What can I do to improve site search in a simple way?
- Use predictive search
- Review searches regularly
- Add synonyms or alternate content relating to searches that yielded no results.
- Weigh search criteria appropriately by laying higher emphasis on the SKU product name before the description
- Implement ‘filters’ to help users narrow their searches
- Ensure that the search box is easily accessible on both, mobile and desktop.
One of the most powerful location site search solutions is offered by Liventus. Your website or app can filter, and rank thousands of location search results based on the users’ desired trip time and mode of transportation using the Liventus API. Not only does ranking location search results by time exclude difficult-to-reach places, but it also allows your users to compare locations side by side and convert quicker with the site search solution offered by Liventus.
Step 6: Brainstorm the content of your pages.
Your home page should cover the following:
Your product pages should essentially be about-
- Product title, a brief product description, high-resolution photos of the product from different angles, price, payment methods (credit cards, PayPal, Venmo, financing, and more), color, and size options.
- Shipping details
- Add to Cart button (you may alternatively include a Wish List button for consumers who are not ready to buy right now)

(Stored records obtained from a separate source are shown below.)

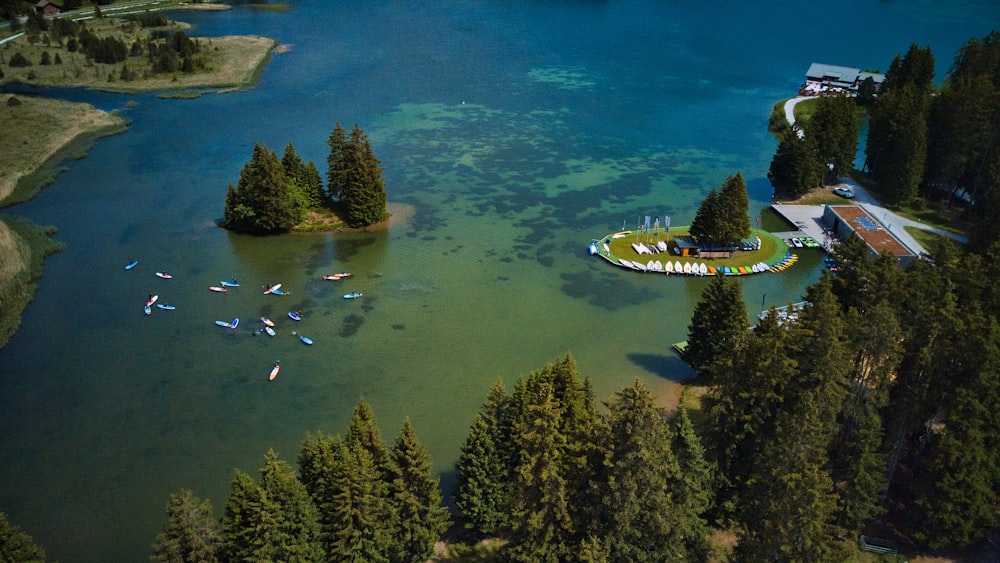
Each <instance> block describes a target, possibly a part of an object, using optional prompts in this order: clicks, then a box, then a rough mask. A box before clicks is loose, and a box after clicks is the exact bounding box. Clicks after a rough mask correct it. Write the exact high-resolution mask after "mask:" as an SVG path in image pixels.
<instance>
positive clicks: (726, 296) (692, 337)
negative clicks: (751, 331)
mask: <svg viewBox="0 0 1000 563" xmlns="http://www.w3.org/2000/svg"><path fill="white" fill-rule="evenodd" d="M749 323H750V321H749V318H748V315H747V310H746V304H745V303H744V302H743V289H742V288H741V286H740V284H739V283H737V282H735V281H732V280H730V279H728V278H726V277H725V276H722V275H718V276H715V277H714V278H713V279H712V281H711V282H709V284H708V287H707V288H705V292H704V293H703V294H702V296H701V300H700V301H699V302H698V305H696V306H695V310H694V314H693V315H692V317H691V324H690V325H689V326H688V348H687V351H686V352H685V353H684V360H685V361H686V362H687V363H688V365H690V366H691V368H692V369H694V370H695V371H696V372H698V373H699V374H707V373H708V371H709V369H710V368H711V366H712V365H713V364H714V363H716V362H718V361H722V360H724V359H725V358H728V357H730V356H731V355H732V354H733V353H734V352H735V351H736V346H737V344H738V342H739V339H740V338H741V337H742V336H744V335H745V334H746V332H747V329H749V328H750V324H749Z"/></svg>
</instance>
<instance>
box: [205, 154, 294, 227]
mask: <svg viewBox="0 0 1000 563" xmlns="http://www.w3.org/2000/svg"><path fill="white" fill-rule="evenodd" d="M290 186H292V183H291V182H289V179H288V177H287V176H286V175H285V172H284V168H283V167H282V165H281V162H280V161H278V156H277V155H276V154H275V153H274V152H273V151H271V150H270V149H268V148H267V147H265V146H264V145H261V144H260V143H257V144H255V145H254V150H253V157H252V158H251V159H250V162H248V163H246V164H245V165H244V166H243V169H242V170H241V171H240V180H239V182H238V184H237V186H236V187H235V188H234V187H233V186H232V185H231V184H230V186H229V188H228V190H227V192H226V206H225V219H224V221H223V223H222V226H223V227H225V228H227V229H231V230H234V231H241V232H265V233H270V232H282V231H288V230H290V229H291V228H292V227H294V226H295V225H296V224H298V223H299V221H301V219H302V212H303V211H302V208H301V206H300V198H298V197H297V196H296V190H294V189H293V188H290Z"/></svg>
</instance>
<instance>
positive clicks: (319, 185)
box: [221, 123, 389, 234]
mask: <svg viewBox="0 0 1000 563" xmlns="http://www.w3.org/2000/svg"><path fill="white" fill-rule="evenodd" d="M328 144H329V146H330V154H329V157H328V158H327V164H328V174H327V177H328V184H327V186H326V187H325V188H324V186H323V181H322V180H321V179H320V174H319V171H318V170H317V169H316V165H315V164H313V162H312V161H309V162H308V163H307V162H305V161H304V160H303V159H302V157H300V156H299V155H298V154H297V153H296V152H295V147H294V146H293V145H292V143H288V145H286V146H285V151H284V154H283V155H282V157H281V158H280V159H279V158H278V154H277V153H276V152H274V151H272V150H271V149H269V148H268V147H267V146H265V145H262V144H260V143H257V144H256V145H254V150H253V154H252V155H251V158H250V160H249V161H248V162H247V163H246V164H244V165H243V169H242V170H241V171H240V178H239V181H238V182H237V184H236V186H235V187H234V186H233V185H232V184H230V185H229V187H228V189H227V190H226V200H225V209H224V218H223V221H222V223H221V226H222V227H223V228H226V229H230V230H233V231H237V232H245V233H257V234H271V233H285V232H289V231H291V230H293V229H295V228H296V227H298V226H299V225H300V224H302V222H303V221H304V220H305V219H306V214H307V213H308V212H310V211H329V212H332V213H334V214H336V215H338V216H340V217H341V218H342V219H343V222H344V223H346V224H347V225H348V226H350V227H366V226H369V225H372V224H375V223H378V222H381V221H384V220H386V219H387V218H388V217H389V214H388V212H387V211H386V205H387V199H386V194H385V182H384V181H383V180H382V171H383V168H381V166H380V161H379V160H378V158H377V157H376V156H375V153H374V151H372V147H371V143H370V142H369V140H368V135H366V134H365V132H364V131H362V130H361V128H359V127H358V126H357V124H355V126H354V128H353V129H352V130H351V132H350V134H348V133H347V132H346V131H345V130H344V128H343V127H341V125H340V123H337V124H336V126H335V127H334V129H333V131H332V132H331V134H330V137H329V140H328Z"/></svg>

- Additional product specs
- Social network sharing buttons
- Related products based on customer’s search.
Step 7: Don’t Neglect Other Pages
- About Us Page
- Contact Us Page
- FAQs Page
- Privacy Policy
- Return Policy
- Company Blog
Organizing Items in your E-commerce Website
Organizing and categorizing your eCommerce website can help with increasing sales and customer footprint. Here is how product categorization is done for an Ecommerce website below-
- Build your category tree: Start with broad categorization and narrow down to more specific ones. to many smaller ones. Product types are usually grouped as nouns in categories and subcategories.
Home > Clothing > Women’s Clothing > Bottom Wear> Jeans
- Attributes: Each product will relate to qualities that better explain it. These qualities may be used as filters to help users narrow down their choice. Qualities or dimensions such as color, fabric, brand, and size are all attributes to consider.
- Values: Each attribute (or facet) will have a set of unique values associated with it, represented as adjectives. This means they cannot stand alone in a phrase and must be used to describe something, such as red clothing. Values for the filter ‘Size’ might be 8, 10, 12, 14, and so on.
Inventory management for an eCommerce website
When it comes to inventory management for your eCommerce site, follow these guidelines:
- Recognize that demand for your items might change over time.
- Keep track of how your clients buy items and which ones sell quickly and which do not sell as fast. This can help you predict future demand and determine the items you should avoid stocking in your warehouse.
- To keep track of supplies by using inventory management software.
Liventus offers an inventory management technology that allows eCommerce businesses to manage and list items across numerous sales channels. Users may link listings to SKUs automatically to avoid repeat input and optimize efficiency. The inventory management solution offered by Liventus was created with the very goal of making multi-channel inventory management simple.